Which is the best decade of advertising in terms of creativity?

It would be the 1990s. Then you began to see the disruption of digital technology undermining people’s confidence in what they were doing. The last five years have seen incredible disruption. That disruption is continuing. It has accelerated.

What does this disruption mean for BBH?

We have to look at the opportunities that all these new technologies provide for our clients. We don’t want to turn our backs on that. It is the most exciting time to be in the communication industry, because of what you can do.

But on the other hand, you have to remember that the fundamentals of what we do haven’t changed. This is why I say—principles remain, practices change. So we have to do two things—one, reinforce our abilities to come up with brilliant ideas and tell stories and, two, look at how we can disseminate those stories.

Is this very different from how it was done in the past?

It was very formulaic then. You had television, print, posters and radio and that was it. Now you have got all of those plus the assets of the digital world that you can put into this mix.

Even the nature of relationships between clients and advertising agencies has changed…

That’s true. The new-age thinking is that you have to constantly change in a fast-changing world. They (clients) last 18 months in a job, they come and they go. We have got a lot of stupid people out there listening to a lot of stupid people and what you get are stupid results. Our relationship with Audi dates back to 1982 and you can see that in the work. It shows.

Are advertising budgets also getting trimmed as companies move towards digital?

With increase in digital, there is a feeling that the rest is wasteful as you can now have a conversation with your consumers one-on-one, know where they are and communicate with them. Increasingly companies are being run by accountants and not entrepreneurs. They want accountability.

How do you justify broadcast or traditional media’s role to a marketer who is looking at one-on-one communication with digital?

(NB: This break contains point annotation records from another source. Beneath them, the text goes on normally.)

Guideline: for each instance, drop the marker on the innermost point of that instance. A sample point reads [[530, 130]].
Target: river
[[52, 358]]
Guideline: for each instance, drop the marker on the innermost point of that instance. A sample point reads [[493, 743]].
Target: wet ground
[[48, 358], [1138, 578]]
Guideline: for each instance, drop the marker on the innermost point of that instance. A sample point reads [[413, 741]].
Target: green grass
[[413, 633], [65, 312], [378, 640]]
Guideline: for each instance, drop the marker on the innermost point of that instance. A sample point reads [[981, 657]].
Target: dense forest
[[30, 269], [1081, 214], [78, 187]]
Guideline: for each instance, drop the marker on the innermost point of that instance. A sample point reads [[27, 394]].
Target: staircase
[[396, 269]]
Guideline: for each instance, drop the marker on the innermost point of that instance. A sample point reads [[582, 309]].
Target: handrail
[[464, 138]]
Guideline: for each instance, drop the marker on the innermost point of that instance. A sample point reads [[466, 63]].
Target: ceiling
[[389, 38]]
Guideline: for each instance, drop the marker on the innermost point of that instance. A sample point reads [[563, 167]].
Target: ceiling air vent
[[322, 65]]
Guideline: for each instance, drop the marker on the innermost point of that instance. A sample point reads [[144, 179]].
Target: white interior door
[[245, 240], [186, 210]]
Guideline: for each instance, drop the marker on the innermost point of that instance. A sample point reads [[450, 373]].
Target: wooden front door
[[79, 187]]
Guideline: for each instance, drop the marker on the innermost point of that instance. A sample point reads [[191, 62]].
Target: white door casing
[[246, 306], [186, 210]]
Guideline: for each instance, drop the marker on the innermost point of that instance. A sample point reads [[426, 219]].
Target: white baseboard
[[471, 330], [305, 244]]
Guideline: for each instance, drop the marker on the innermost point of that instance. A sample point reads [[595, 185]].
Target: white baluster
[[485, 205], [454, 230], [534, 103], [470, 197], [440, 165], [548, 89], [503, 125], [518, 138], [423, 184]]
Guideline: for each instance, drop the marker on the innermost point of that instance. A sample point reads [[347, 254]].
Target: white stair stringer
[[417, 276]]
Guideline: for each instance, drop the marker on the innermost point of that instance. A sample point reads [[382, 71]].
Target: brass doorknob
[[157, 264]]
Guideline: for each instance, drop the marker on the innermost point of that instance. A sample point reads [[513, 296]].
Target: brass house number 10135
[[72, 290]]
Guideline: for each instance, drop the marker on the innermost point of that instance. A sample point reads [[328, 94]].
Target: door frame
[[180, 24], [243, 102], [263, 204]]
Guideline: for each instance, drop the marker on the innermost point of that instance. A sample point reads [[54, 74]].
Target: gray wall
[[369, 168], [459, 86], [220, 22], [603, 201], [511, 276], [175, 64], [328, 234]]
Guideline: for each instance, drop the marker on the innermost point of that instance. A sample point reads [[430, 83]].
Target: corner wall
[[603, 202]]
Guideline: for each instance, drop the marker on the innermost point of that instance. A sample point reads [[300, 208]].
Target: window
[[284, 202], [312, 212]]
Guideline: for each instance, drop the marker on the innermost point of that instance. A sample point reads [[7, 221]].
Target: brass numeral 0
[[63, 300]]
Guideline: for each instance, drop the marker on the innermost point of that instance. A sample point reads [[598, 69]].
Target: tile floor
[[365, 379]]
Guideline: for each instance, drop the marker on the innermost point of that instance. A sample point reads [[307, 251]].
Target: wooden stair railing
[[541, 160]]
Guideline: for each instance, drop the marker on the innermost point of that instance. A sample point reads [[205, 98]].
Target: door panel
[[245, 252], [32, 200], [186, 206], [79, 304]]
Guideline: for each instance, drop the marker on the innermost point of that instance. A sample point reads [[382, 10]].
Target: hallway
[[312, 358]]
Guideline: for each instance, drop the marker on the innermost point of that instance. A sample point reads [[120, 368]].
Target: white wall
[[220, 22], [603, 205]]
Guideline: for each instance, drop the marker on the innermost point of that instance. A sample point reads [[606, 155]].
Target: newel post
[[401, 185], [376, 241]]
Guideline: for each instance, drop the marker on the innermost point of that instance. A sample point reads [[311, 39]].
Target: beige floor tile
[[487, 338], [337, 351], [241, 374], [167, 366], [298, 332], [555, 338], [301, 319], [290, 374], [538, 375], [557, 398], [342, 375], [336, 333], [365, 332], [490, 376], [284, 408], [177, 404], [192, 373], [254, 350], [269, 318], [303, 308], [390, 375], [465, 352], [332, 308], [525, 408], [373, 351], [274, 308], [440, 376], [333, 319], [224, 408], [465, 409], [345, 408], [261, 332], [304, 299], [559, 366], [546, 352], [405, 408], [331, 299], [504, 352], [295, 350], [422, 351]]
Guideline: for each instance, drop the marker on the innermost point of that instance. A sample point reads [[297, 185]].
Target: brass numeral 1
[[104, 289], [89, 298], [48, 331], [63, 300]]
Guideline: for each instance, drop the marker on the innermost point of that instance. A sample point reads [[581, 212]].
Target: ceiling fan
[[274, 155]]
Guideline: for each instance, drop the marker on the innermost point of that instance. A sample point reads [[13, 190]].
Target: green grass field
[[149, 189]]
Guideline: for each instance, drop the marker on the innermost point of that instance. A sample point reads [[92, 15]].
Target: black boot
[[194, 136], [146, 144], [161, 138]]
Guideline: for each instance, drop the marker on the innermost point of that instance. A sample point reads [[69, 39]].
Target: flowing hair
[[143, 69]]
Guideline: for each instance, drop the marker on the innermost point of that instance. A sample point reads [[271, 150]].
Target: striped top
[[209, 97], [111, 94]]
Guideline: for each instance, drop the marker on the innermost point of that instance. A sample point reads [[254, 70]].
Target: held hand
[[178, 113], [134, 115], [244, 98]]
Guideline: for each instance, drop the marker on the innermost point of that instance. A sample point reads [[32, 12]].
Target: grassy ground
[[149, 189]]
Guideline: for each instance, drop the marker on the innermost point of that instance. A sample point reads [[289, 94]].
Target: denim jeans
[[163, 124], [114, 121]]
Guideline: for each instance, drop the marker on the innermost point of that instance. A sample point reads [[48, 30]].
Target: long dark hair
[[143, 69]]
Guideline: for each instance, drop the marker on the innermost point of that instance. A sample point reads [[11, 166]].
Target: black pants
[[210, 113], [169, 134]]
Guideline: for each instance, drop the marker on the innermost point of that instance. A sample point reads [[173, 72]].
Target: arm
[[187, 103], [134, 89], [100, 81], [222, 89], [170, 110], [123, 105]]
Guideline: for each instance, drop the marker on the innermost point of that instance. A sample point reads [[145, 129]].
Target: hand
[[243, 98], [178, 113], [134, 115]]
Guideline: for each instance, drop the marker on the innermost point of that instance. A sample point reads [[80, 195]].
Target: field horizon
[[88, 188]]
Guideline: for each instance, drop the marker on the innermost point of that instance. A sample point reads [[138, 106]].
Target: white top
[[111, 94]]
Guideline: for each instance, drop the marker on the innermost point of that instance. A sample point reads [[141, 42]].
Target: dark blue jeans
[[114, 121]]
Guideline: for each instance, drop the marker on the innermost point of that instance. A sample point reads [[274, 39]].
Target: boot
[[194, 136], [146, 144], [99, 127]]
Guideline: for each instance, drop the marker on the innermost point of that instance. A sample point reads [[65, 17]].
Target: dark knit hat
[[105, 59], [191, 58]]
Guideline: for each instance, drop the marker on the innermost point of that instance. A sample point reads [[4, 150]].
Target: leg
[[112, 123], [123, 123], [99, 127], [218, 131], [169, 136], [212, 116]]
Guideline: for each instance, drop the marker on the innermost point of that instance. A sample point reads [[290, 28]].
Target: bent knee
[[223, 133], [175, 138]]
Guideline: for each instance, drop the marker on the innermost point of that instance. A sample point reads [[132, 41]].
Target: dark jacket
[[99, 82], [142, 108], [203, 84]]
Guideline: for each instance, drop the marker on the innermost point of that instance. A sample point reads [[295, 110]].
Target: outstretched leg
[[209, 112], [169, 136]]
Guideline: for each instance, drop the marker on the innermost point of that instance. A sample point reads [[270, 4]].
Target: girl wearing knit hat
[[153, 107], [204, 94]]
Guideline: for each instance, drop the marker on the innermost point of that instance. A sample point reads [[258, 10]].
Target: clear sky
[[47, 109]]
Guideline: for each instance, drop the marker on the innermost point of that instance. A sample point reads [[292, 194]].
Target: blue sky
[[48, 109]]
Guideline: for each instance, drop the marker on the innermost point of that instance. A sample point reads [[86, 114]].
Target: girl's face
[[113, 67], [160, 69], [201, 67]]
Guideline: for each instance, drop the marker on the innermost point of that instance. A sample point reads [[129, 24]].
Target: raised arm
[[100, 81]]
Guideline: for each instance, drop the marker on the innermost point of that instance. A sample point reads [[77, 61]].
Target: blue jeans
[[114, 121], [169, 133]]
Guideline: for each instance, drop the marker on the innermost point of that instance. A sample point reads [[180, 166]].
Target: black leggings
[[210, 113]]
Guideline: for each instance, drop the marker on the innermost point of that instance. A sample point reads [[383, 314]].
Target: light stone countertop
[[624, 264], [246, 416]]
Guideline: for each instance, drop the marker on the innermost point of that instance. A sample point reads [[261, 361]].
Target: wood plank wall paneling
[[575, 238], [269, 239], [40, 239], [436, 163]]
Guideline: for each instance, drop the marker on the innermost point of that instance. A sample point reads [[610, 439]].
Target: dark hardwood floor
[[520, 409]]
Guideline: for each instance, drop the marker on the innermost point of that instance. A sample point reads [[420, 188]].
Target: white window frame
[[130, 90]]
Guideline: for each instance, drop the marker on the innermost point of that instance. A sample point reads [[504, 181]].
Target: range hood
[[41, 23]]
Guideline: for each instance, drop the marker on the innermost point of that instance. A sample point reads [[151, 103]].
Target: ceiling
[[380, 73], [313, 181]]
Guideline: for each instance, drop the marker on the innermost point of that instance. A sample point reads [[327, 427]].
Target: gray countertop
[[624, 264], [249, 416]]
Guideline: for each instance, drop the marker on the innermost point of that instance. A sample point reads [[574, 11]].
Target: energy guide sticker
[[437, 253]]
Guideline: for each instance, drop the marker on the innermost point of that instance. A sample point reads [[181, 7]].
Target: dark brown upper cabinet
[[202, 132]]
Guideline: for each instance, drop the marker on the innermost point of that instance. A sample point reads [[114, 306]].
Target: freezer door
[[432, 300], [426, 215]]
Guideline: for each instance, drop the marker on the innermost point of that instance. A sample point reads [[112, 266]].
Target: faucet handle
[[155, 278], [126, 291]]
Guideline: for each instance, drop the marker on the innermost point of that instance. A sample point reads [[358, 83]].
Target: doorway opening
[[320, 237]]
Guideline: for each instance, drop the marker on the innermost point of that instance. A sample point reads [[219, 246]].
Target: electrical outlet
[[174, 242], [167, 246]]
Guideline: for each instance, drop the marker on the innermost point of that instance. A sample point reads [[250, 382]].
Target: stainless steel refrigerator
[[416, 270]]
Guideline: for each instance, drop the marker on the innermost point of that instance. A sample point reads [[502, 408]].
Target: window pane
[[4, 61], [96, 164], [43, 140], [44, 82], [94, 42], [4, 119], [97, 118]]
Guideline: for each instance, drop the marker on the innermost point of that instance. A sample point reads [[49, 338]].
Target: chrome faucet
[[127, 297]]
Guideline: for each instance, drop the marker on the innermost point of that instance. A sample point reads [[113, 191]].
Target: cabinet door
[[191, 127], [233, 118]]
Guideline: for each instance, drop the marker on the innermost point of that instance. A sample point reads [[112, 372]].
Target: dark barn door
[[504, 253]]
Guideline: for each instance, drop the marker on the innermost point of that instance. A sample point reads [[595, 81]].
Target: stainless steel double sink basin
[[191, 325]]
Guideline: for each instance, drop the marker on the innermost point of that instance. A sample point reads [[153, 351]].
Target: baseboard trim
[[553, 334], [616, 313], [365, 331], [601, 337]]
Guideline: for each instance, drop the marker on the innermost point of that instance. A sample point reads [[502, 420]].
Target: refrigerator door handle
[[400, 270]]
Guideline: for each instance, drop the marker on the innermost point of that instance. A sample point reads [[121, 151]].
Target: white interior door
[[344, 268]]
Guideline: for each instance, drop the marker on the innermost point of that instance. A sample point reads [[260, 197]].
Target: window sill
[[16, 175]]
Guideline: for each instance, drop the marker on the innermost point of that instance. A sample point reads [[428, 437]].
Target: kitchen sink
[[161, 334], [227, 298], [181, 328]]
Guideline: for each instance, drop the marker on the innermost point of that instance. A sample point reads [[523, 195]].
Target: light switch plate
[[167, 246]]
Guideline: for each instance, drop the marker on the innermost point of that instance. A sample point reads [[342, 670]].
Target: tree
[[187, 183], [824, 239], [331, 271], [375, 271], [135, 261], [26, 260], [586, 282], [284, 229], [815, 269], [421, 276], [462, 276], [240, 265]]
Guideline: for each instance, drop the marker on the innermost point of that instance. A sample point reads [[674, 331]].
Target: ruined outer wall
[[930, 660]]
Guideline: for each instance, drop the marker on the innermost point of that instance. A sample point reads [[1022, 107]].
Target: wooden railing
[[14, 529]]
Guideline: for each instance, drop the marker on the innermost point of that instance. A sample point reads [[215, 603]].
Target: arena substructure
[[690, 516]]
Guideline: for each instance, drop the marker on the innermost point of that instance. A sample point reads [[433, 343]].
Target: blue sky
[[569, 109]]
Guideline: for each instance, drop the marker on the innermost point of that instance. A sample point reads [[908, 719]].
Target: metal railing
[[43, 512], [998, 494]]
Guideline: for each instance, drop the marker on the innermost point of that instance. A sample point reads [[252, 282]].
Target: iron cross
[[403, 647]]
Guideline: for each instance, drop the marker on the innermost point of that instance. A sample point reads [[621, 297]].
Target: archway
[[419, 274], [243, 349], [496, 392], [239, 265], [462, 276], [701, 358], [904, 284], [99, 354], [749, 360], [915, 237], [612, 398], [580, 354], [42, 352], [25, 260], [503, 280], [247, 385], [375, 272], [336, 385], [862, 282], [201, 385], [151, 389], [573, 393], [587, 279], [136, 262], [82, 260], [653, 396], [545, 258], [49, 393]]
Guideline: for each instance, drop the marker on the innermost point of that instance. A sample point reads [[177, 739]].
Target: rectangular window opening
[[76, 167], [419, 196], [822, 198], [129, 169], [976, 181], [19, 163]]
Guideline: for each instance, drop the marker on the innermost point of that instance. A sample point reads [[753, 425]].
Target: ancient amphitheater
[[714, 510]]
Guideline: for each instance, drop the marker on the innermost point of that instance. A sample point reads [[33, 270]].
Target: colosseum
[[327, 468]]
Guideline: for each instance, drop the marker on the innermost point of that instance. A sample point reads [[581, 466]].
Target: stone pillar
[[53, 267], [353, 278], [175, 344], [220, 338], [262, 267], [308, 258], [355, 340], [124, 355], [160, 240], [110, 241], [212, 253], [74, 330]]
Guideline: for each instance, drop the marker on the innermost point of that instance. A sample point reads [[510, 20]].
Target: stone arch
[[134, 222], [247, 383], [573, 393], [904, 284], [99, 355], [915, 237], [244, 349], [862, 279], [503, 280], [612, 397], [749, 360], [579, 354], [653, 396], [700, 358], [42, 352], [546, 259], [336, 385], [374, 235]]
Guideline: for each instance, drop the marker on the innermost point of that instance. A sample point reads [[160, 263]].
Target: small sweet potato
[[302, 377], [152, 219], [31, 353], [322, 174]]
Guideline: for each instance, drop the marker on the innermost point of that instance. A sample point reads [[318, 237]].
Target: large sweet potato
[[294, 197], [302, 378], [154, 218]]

A brand is made not just by the people who buy it but also by the people who know about it. If that is the case, then how do you create your communication programme? The people who know about it add status to it, they add value to it. If I say Rolls Royce, I have added value to that brand even though neither you nor I are ever likely to buy it. It’s like asking would you like a glass of champagne as opposed to a glass of sparkling wine. The fact that you know about champagne or Rolls Royce, that fame is adding value to it. That is what a brand does. It’s not just about talking to people who buy it. Marketers are just not getting it.

A lot of marketing now focuses on big data and insights derived from it. Is that a concern for you?

We have always used data. It’s always been there. My concern today is the over-reliance on it. The ex-chairman at BBH, Jim Carroll, gives this talk on wind-tunnel marketing. His view is that if everybody has access to the same data, then you have access to the same outcome. It’s a bit like cars in the 1980s. They were all designed in the wind tunnel and they all landed up looking the same. At some point, a brand has to decide that it wants to be different.

Does this mean that advertising as we know it has changed?

If you looked at advertising. it used to exist in spaces between things—in between television programmes, in films and in newspapers. Now if we create interesting ideas and work, it can exist on its own. Creativity becomes the media.

What does this change mean for creative agencies like yours?

We are becoming a screen-based society with the way people are consuming video. Therefore, getting people to interact with their screens and producing ideas that they can consume in lots of different ways is one of the exciting opportunities for us.

How does this change the work that you do?

Recently BBH won a BAFTA (British Academy of Film and Television Arts award) for a piece of work that it did for the United Nations on refugees. Instead of treating it as advertising, they treated it like a film. That is genuinely ground-breaking.